First, Nigerians were told that President Goodluck Jonathan would be in Chibok, a rural community in Borno state, where over 200 girls were abducted from their dorms by gunmen believed to be Boko Haram insurgents a month ago. According to Presidency sources, Jonathan would visit the burnt out school early Friday morning and later in the day fly out to Paris, France where he would attend a security meeting the next day, Saturday, to discuss mainly the 5-year old Boko Haram insurgency in three North-east states of Adamawa, Borno and Yobe states. The meeting, which was attended by government officials from Nigeria, Niger, Chad and Cameroon, was financed and hosted by the French government.

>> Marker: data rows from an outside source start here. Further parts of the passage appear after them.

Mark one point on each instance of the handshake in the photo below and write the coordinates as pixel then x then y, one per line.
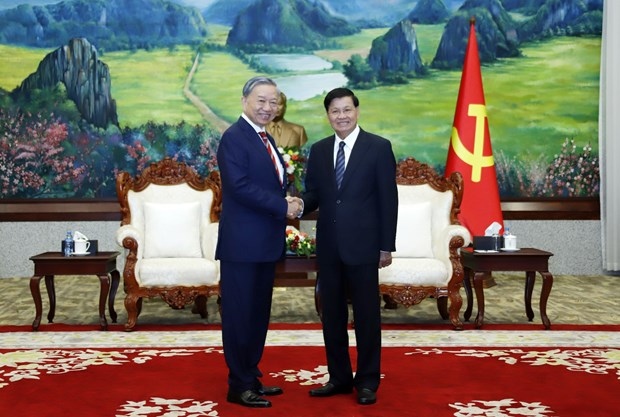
pixel 295 207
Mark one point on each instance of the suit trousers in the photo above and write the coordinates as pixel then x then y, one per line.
pixel 337 284
pixel 246 291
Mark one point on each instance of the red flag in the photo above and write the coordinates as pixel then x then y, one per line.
pixel 470 150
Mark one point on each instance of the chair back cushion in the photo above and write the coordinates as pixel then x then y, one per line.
pixel 171 218
pixel 423 213
pixel 172 230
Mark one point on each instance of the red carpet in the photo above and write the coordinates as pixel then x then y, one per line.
pixel 417 381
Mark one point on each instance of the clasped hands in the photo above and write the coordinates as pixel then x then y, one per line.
pixel 295 207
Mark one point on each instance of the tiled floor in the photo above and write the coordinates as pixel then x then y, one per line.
pixel 573 300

Delegates also went from the United States and the United Kingdom.
The two European countries and the US, a week earlier, had decided to step up to the plate in the search for the kidnapped schoolgirls when they realized that the Nigerian government was not quite up to it due to its slow response to the Chibok traģedy. That led a former Republican presidential candidate, John McCain to remark that Nigeria lacked a functional government. Far away in Nairobi, Kenya, former President Olusegun Obasanjo told journalists that President Jonathan was overwhelmed by Nigeria’s present security challenges. Twice in less than a month, Boko Haram took their murderous campaign close to Abuja, the seat of government, when on April 14 and May 1 they bombed Nyanya, a suburb of the capital city, killing over 100 people.

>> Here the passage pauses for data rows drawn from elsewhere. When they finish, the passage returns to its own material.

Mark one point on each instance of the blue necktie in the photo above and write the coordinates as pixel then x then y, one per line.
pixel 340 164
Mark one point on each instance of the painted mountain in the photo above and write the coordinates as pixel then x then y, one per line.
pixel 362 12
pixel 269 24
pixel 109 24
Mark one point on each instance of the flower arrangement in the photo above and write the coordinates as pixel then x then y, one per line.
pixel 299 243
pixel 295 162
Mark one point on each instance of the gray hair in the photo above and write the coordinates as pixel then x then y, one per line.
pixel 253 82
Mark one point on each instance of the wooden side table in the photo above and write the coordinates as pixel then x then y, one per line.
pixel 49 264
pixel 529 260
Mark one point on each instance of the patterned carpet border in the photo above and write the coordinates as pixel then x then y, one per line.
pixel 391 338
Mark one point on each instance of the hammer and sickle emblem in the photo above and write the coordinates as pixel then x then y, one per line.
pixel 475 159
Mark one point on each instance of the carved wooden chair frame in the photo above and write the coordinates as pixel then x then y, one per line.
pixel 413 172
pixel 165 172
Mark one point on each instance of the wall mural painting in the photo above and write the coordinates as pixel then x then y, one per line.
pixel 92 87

The Chibok abductions happened on April 15, a day after the April 14 bombing of Nyanya bus station during an early morning rush. It was exactly a month after when the news filtered out that Mr. President would, after all, be visiting Chibok. The visit, if it had taken place, would have given him an opportunity to reconnect with a sorrowing nation which had come to see him as a leader who did not care or lacked empathy. As it turned out, the president did not visit Chibok where parents of the kidnapped schoolgirls had been waiting all day to receive him. Instead, he flew out of the country to dine and wine with western leaders, led by French President Francois Hollande, in the name of a security meeting. On his return, he avoided Chibok again.

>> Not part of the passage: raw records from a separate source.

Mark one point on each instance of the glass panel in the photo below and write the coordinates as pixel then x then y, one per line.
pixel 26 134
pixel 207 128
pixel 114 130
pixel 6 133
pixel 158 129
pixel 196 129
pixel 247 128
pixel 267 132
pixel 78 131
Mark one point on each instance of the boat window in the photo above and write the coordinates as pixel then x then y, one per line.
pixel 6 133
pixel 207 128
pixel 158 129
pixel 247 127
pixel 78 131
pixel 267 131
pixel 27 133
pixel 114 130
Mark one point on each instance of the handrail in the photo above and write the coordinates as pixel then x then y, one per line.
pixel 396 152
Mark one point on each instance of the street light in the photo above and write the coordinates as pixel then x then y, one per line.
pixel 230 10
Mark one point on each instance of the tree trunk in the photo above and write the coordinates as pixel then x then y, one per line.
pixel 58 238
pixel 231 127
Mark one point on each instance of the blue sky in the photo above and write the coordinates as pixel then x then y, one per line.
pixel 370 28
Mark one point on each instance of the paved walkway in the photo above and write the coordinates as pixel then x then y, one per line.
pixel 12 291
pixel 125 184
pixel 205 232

In lame defence of President Jonathan, his media spokesman, Dr. Reuben Abati, said the president had never planned to visit Chibok in the first place. If he had, an official statement announcing a planned visit would have been given to “document it”. He said that was standard practice. But this defence raises a question on its own. If the president never planned to visit Chibok, how come the misinformation? All the national dailies and online publications that ran the story of the President’s impending Chibok visit couldn’t have been wrong – all of them! This says a lot about the way Presidency officials handle or mishandle information about the President’s movements in and out of the country.
Besides, the failed Chibok visit is further proof of the scorn the President and his wife, Dame Patience, have for Nigerians. Even when he tries to show he cares, he eventually makes a mess of it. Recall that on the day Nyanya was first bombed, Jonathan briefly visited the site in the afternoon and immediately afterwards resumed his reelection campaign outside Abuja. On her part, a fortnight ago, the First Lady invited some women from Borno state to a meeting at the Aso Rock Presidential Villa, only to accuse them of having fabricated the abductions in order to embarrass her husband’s government. Not done, she ordered the arrest and detention of two of the women.
This is not the way Nigerians want their president to conduct himself in the nation’s most difficult times. Nigerians want a leader who will say he cares and walk his talk. Jonathan is anything but that.